In the world of motorsport you do not easily find much more than criticism, no matter on what level you participate or think your wisdom fits in.

After reading this piece written from Reghard Roets’ heart – from the same room in which he stores his love for motorsport and people, you will realise what passion is about and why a competition or search for people with talent, is all good and well, but a search for passionate talent – is crucial for success and progress.

I am so fortunate to have also experienced the hardest path to some success in motorsport and therefore, this article by Reghard truly clicked all the right buttons.

To the young ones out there – read and walk away if this piece does not make your heart pound and generate enthusiasm, if it does, stop worrying about anything else and start doing what you know your heart and soul want you to do in life.


Reghard Roets

I was sent this picture today…. I never even knew it existed and it made me both grateful and sad. I was still in school, 18 years old and preparing my own racecar, a Ray 83F formula Ford in 1991… it was winter as is evident of my dad’s jacket as that garage was open on the side.

Many years ago….


My friends were out jolling, most of my competitors also as they had race teams preparing their cars funded by their parents. I raced with wrestling boots and a painters overall that had elastic sewn in the sleeves by my gran, we never even heard of nomex
My dad paid for that very same engine to be rebuilt with money from his lounge suite that he sold….and it ran bearings while still running it in. This was the last season he helped me physically and financially before I tackled the motorsport world head on. My dad did me a huge favour by preparing me for a challenging world and learning to figure shit out myself.

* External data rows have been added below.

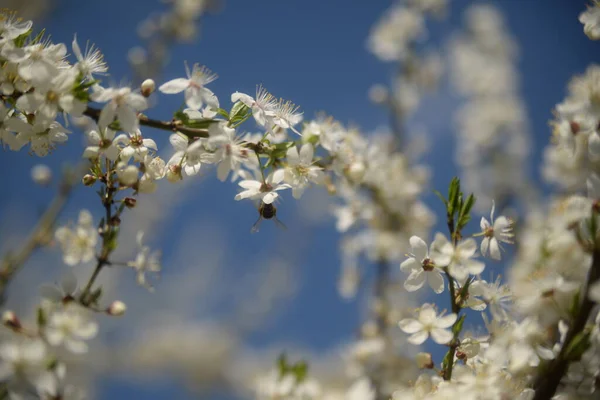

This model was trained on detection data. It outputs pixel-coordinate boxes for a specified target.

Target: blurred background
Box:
[0,0,600,399]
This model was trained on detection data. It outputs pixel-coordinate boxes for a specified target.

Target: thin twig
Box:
[533,249,600,400]
[0,174,75,305]
[83,107,208,138]
[79,159,115,306]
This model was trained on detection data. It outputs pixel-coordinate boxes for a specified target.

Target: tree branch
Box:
[83,107,208,138]
[0,174,75,304]
[533,249,600,400]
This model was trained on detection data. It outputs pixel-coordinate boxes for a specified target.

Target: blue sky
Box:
[0,0,600,398]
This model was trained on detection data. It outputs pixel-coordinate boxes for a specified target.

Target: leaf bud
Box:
[106,300,127,317]
[81,174,96,186]
[141,79,156,97]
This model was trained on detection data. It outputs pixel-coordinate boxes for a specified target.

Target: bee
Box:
[250,201,287,233]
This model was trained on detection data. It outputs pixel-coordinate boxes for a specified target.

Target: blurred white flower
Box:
[31,164,52,186]
[579,0,600,40]
[127,231,160,291]
[235,169,291,204]
[431,232,485,282]
[158,63,219,110]
[44,301,98,353]
[479,202,514,260]
[54,210,98,266]
[398,304,457,345]
[400,236,444,294]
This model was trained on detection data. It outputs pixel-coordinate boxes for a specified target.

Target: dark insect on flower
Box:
[250,202,287,233]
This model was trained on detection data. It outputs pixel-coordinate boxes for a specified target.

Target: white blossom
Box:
[231,85,277,127]
[284,143,325,199]
[400,236,444,294]
[44,301,98,353]
[235,169,291,204]
[158,64,219,110]
[431,233,485,282]
[479,202,514,260]
[90,85,148,133]
[71,35,108,79]
[55,210,98,266]
[579,0,600,40]
[398,304,457,345]
[127,231,160,291]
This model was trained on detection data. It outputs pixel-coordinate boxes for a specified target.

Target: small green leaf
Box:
[13,29,33,47]
[565,329,591,361]
[29,28,46,45]
[442,350,454,371]
[184,119,219,129]
[433,189,448,210]
[89,287,102,304]
[37,307,47,327]
[448,177,460,215]
[452,314,466,336]
[173,110,190,124]
[277,353,288,376]
[569,290,581,318]
[217,108,229,120]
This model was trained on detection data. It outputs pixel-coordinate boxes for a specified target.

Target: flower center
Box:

Racing cars was my real education, it taught me that hard work doesn’t guarantee results, it merely delivers some luck and luck might just bring results…sometimes.

It taught me about finance, about spending your last cent even if you don’t have one. I figured out marketing although years too late. I learnt how many crooked, lying and thieving people there are in the world but also how many good, caring and giving people there are.

The good ones are usually the biggest surprises.

This sport taught me to weld, fabricate, machine, build race engines, do wheel alignment, repair fibreglass, spray paint, reverse a trailer but most of all it taught me about perseverance.

I raced for 10 years towing my own car around the country before I flew to a race for the first time and it felt like winning the lottery!

I’m not sharing these facts because I want pity, but rather because I’m grateful and extremely privileged to have received so much in return.

I remember speaking to a team mate years later, spitting his dummy out because he didn’t get a salary raise for driving his racecar, I also remember rushing to the track in Cape Town after towing through the night and hearing a young competitor complain about the lack of legroom in the plane and I promised myself to never be one of those guys.

All the competitors that toiled to race will always have a special bond, whether it was fixing your rival’s trailer next to the road in Colesberg or lending him a gear ratio that might give him the upper hand in the next race. The guys with heart, gees or just a good helping of plain old dogfuck…you know who you are.

My best friends today are still some of those chaps.I have been making a mental note for years of every person who helped me along the way and trust me it is a huge list!

One day I will share it.

I raced a total of 22 years full time, raced for factory teams, been South African champion and caused much chaos on and off track.

We were a naughty bunch, most stories are cringe worthy and many are hard to believe as they were just plain crazy and/or stupid.

I still compete in the odd event and often bump into old friends and racers.

This sport of ours is an amazing sport, yet not everyone will agree…..I suppose you had to be there.